Comutação da Pena
Força Nacional na Execução da Pena - Ministério da Justiça
Dra. Danielle Martins (Defensoria Pública Paraná), e
Dr. Rodrigo Stochiero (Defensoria Pública do Mato Grosso do Sul)
|
Antes de adentrar no que seria a comutação da pena, imprescindível saber qual o conceito de pena. Em termos rasos, a pena é uma sanção penal, imposta pelo Estado em decorrência da prática de uma infração penal (crime). Consiste na restrição ou privação de um bem jurídico, com a finalidade de retribuir o mal causado à vítima e à sociedade.
Na
divisão dos poderes, é o Poder Judiciário que possui o direito/dever de punir aquele
que cometeu a infração penal.

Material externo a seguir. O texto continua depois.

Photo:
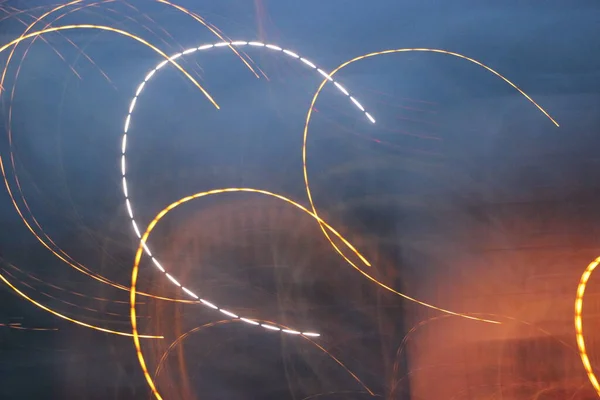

No entanto, é previsto na a Constituição Federal Brasileira a competência do "Presidente da República conceder indulto e comutar penas",o que o faz por meio de Decretos.
Mas
é importante destacar que a sentença penal pode possuir efeitos principais e
secundários. Os efeitos principais nada mais são do que a aplicação efetiva da
pena, que pode ser a imposição das penas privativas de liberdade (reclusão, detenção
e prisão simples), restritiva de direitos ou multa, como também a medida de segurança,
já os efeitos secundários da sentença podem ser, por exemplo, reparação do dano
e a reincidência.
A
reparação do dano, ou a reincidência são exemplos de efeitos secundários de uma
sentença. Perceba que, como dito acima, a comutação é a renúncia do direito da
execução da pena somente dos efeitos primários, aos efeitos secundários o
Estado não possui este poder de indulgência, já que, como no caso de reparação
do dano, este direito não pertence ao Estado e sim de que sofreu com o dano
causado pelo crime cometido.
A comutação
da pena é um ato decorrente do Poder Executivo, é feito mediante um decreto da
Presidência da República, geralmente editado próximo ao final do ano, não se confunde
com o benefício da saída temporária, de uma vez que este direito está
estabelecido na Lei de Execuções Penais.
No
decreto haverão as hipóteses que a comutação poderá ser aplicada, mas vale
destacar que estes efeitos decretados pela Presidência da República, não são
automáticos. Ou seja, é necessário que o juiz declare a pena ser comutada.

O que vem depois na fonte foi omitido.